Traffic: Strasbourg hunts down illegal parking with scanning cars

Traffic
Strasbourg hunts down illegal parkers with scanning cars

A scanning car checks whether parking fees have been paid for parked cars. photo

© Michael Evers/dpa

Parking can sometimes be really expensive in the Alsace metropolis. Now the control is being expanded. Is the use of scanning cars a pattern for Germany?

Strasbourg was initially hesitant. But now, like in other French cities, there are also specially equipped ones taking turns Cars through some neighborhoods to scan license plates on parked cars. Regional media have already warned that nothing escapes the “Voitures radars” (“radar cars”) with the cameras on the roof.

Since drivers enter the license plate number when parking for a fee, it is possible to quickly compare whether the car is parked correctly or not. Some in the city with its picturesque half-timbered houses are already talking about ticketing on an industrial scale.

Are scanning cars also coming to Germany?

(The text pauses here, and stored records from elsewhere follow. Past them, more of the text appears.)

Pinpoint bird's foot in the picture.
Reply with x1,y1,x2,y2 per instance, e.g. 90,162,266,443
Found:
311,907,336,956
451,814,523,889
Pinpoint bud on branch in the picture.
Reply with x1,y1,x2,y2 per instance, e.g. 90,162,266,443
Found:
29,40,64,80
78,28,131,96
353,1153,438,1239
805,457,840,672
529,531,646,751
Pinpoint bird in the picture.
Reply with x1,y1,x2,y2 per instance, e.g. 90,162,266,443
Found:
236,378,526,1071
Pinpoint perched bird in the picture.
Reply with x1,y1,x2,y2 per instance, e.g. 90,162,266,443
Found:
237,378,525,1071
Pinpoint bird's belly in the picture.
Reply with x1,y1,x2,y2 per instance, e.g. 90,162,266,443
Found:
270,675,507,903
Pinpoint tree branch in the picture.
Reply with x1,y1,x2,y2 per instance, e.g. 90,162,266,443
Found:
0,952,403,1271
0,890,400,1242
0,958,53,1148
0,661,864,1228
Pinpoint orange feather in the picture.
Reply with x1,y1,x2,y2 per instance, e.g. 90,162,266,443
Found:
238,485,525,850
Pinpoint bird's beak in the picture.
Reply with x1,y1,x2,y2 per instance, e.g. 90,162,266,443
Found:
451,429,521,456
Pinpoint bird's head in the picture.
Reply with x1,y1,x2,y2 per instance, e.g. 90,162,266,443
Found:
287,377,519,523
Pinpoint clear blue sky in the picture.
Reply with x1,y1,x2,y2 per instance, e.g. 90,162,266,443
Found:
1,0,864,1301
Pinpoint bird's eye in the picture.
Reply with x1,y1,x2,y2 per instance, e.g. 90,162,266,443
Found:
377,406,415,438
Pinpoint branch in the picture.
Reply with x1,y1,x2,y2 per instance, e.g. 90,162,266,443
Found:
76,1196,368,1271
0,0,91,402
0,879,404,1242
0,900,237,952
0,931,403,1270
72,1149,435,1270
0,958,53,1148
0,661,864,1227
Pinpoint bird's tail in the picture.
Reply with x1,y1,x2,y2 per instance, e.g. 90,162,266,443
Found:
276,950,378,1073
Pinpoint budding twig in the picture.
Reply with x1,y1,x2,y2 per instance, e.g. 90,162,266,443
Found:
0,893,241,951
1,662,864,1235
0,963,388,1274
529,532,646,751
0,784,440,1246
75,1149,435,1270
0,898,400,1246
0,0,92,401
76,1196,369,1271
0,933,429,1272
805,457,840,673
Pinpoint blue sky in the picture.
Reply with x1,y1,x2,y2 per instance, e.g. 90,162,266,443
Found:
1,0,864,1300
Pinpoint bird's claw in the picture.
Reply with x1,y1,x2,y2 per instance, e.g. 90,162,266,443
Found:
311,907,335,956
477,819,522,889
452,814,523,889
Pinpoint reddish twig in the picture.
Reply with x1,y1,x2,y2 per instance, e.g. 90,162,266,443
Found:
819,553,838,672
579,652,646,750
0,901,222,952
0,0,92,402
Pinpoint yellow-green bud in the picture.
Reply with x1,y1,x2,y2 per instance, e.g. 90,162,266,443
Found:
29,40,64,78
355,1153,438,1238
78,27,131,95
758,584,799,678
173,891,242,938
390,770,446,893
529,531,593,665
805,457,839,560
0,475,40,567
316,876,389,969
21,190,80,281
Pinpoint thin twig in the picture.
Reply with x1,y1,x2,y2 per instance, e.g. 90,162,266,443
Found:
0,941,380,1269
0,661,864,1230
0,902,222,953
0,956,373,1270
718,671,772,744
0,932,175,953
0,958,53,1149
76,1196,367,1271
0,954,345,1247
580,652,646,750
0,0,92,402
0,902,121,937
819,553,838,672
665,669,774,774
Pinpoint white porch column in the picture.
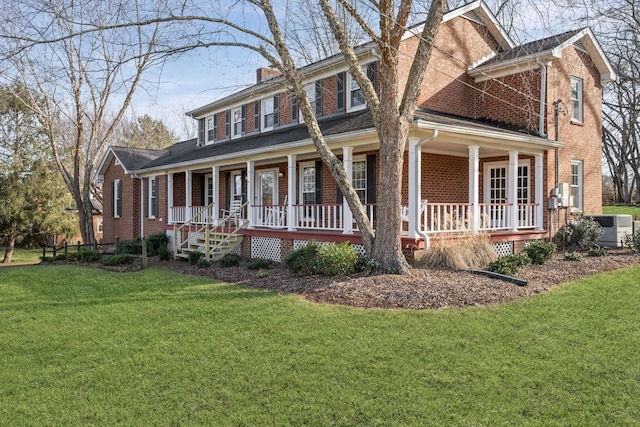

At least the Hamburg transport authority is striving for the use of these cars to be permitted nationwide. “In order to actually be able to drive the scan cars, there is no change in road traffic law,” explained authority spokesman Dennis Krämer when asked in the Hanseatic city. A decision at the federal level is necessary.

Strasbourg has symbolic character, is the seat of the EU Parliament and is located directly on the border with Germany. In addition to French, English, Spanish and German can also be heard on the street and in shops. The scanning cars from the private company Streeteo are also able to capture German and other foreign license plates, as the town hall assured upon request.

Many locals know the somewhat puzzling abbreviation “FPS” (“Forfait post-stationnement”), but others might want to remember it. It’s about the fine for excessive parking time. The standard tariff is 35 euros. An afternoon stroll in the shadow of the cathedral can quickly become expensive.

Parking control is not entirely left to the scanning cars, as the Alsace metropolis confirmed. Streeteo employees will then go to the site to determine whether there is actually a violation.

The topic divides opinion

Parking fees have already been increased significantly in the eastern French municipality with a European flair. Tourists are sometimes surprised that they have to shell out 35 euros for three hours of regular parking on a city center street. Parking garages and parking spaces outside the city center are generally cheaper.

There will be real work for the supervisors in June, when the area of ​​paid parking is expanded to the large Neudorf district to the south. There will be 6,500 parking spaces there alone, as the daily newspaper “Les Dernières Nouvelles d’Alsace” calculated.

The topic divides opinion, as can be seen from the comments section of a city website. There are residents who strongly reject the move as anti-social. Others, however, welcome him.

That’s behind the procedure

The green city government’s approach is primarily based on an environmental strategy: the town hall is concerned with improving the air quality of the metropolis in the Rhine Valley and relieving the burden of car traffic on residents in the center. The tram network is being expanded. Especially at major events such as the annual Christmas market, visitors from Germany are asked to please leave their cars outside the city center and take the tram.

In Germany, the planned change to road traffic law will, among other things, affect data protection, as the Hamburg authority spokesman reported. It must be possible to photograph license plates on the street. “It must also be possible to give your license plate number at the parking machine,” he added.

Pioneer Hamburg has already drawn up a draft law for the scanning cars in order to adapt federal law accordingly. This draft was assessed positively by the transnational committees. “Until a legal basis from the federal government is foreseeable, there will be no test drives with scan cars in Hamburg,” was the announcement from the Elbe.